Another attempt to prevent adversarial examples is proposed in [13], based on distillation, i.e. training another network based on outputs produced by target network.

3 Deep Networks with RBF Layers

RBF networks [14,15,16,17,18] are neural networks with one hidden layer of RBF units and a linear output layer.

By an RBF unit we mean a neuron with multiple real inputs $\varvec{x}=(x_1,\ldots ,x_n)$ and one output y. Each unit is determined by n-dimensional vector $\varvec{c}$ which is called centre.

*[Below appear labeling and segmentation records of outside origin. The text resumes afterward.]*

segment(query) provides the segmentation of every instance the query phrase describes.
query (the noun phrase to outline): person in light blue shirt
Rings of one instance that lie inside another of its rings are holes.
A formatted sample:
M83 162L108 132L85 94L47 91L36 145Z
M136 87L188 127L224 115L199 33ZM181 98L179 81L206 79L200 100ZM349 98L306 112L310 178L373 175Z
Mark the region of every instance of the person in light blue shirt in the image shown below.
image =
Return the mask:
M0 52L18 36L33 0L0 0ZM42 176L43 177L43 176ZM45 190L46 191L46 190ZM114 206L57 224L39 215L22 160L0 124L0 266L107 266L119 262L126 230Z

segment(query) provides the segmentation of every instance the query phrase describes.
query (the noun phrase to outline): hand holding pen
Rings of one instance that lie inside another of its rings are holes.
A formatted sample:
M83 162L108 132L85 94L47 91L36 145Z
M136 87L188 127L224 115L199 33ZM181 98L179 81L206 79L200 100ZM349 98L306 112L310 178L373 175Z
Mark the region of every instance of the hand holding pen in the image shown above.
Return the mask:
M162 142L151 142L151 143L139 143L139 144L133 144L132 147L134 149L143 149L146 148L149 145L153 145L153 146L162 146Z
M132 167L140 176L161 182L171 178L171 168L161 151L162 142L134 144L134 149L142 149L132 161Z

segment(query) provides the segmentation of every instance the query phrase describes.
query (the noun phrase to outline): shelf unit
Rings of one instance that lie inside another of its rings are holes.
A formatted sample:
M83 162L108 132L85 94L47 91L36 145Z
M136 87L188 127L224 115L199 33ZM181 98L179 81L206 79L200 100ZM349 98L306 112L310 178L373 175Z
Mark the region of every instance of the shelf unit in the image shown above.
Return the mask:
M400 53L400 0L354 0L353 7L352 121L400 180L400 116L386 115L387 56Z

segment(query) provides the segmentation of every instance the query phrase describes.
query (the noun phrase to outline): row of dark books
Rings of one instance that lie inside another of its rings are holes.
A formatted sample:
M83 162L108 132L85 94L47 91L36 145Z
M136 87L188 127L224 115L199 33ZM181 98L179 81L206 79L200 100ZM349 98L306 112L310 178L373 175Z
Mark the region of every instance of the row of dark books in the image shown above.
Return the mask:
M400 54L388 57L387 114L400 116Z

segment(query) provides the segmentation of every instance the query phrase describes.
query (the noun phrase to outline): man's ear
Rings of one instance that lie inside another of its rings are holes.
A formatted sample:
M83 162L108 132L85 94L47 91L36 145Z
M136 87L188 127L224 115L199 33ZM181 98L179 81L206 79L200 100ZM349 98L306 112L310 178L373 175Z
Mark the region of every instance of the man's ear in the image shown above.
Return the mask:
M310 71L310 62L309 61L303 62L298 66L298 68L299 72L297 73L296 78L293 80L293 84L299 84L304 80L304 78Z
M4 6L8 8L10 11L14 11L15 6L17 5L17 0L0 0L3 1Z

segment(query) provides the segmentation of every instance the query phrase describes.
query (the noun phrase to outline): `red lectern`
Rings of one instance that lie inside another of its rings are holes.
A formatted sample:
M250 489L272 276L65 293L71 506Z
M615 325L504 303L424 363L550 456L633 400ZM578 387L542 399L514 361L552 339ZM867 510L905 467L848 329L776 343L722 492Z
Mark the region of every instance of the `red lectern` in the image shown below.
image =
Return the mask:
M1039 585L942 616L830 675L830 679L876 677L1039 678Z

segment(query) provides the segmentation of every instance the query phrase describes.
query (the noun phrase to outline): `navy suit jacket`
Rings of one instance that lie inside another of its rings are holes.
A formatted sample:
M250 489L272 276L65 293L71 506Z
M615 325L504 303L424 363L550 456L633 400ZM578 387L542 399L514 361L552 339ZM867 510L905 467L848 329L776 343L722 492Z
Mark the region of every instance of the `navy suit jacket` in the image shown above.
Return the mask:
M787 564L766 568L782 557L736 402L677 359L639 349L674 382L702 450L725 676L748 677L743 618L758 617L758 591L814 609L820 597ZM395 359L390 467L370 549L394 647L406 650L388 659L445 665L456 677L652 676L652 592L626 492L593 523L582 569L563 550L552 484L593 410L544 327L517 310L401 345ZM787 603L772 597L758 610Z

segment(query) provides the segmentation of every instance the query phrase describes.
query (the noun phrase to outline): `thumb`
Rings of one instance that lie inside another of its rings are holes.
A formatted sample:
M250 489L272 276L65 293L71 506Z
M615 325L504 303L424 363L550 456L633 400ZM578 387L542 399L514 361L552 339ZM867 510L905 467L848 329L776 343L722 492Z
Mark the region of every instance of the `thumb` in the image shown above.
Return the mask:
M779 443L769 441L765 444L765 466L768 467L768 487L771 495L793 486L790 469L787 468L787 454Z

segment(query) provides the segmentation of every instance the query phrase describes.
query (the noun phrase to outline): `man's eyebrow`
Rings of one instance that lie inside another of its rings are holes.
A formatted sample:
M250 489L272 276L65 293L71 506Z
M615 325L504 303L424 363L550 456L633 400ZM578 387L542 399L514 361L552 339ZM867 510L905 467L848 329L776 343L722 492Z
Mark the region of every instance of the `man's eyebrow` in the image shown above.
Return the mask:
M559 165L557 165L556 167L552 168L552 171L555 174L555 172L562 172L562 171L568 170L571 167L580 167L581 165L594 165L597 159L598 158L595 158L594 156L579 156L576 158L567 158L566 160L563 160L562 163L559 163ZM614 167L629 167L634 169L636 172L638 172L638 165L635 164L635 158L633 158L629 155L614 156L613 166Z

It can have additional parameter $\beta > 0$ that determines its width.

The output y is computed as:

$$\begin{aligned} y = \varphi (\xi ); \;\;\;\; \xi = \beta ||\varvec{x}-\varvec{c}||^2 \end{aligned}$$

(1)

where $\varphi :{\mathbb R}\rightarrow {\mathbb R}$ is suitable activation function, typically Gaussian $\varphi (z)=e^{-z^2}$.

Thus, the network computes the following function $\varvec{f}:{\mathbb R}^n\rightarrow {\mathbb R}^m$:

$$\begin{aligned} f_s(\varvec{x}) = \sum _{j=1}^{h} w_{js}\varphi \left( \beta _j \parallel \varvec{x} - \varvec{c_j} \parallel \right) , \end{aligned}$$

(2)

where $w_{ji}\in {\mathbb R}$ and $f_s$ is the output of the s-th output unit.

The history of RBF networks can be traced back to the 1980s, particularly to the study of interpolation problems in numerical analysis. It is where the radial basis functions were first introduced, in the solution of the real multivariate interpolation problem [19, 20].

The RBF networks benefit from a rich spectrum of learning possibilities. The study of these algorithms together with experimental results was also published in our papers [21, 22].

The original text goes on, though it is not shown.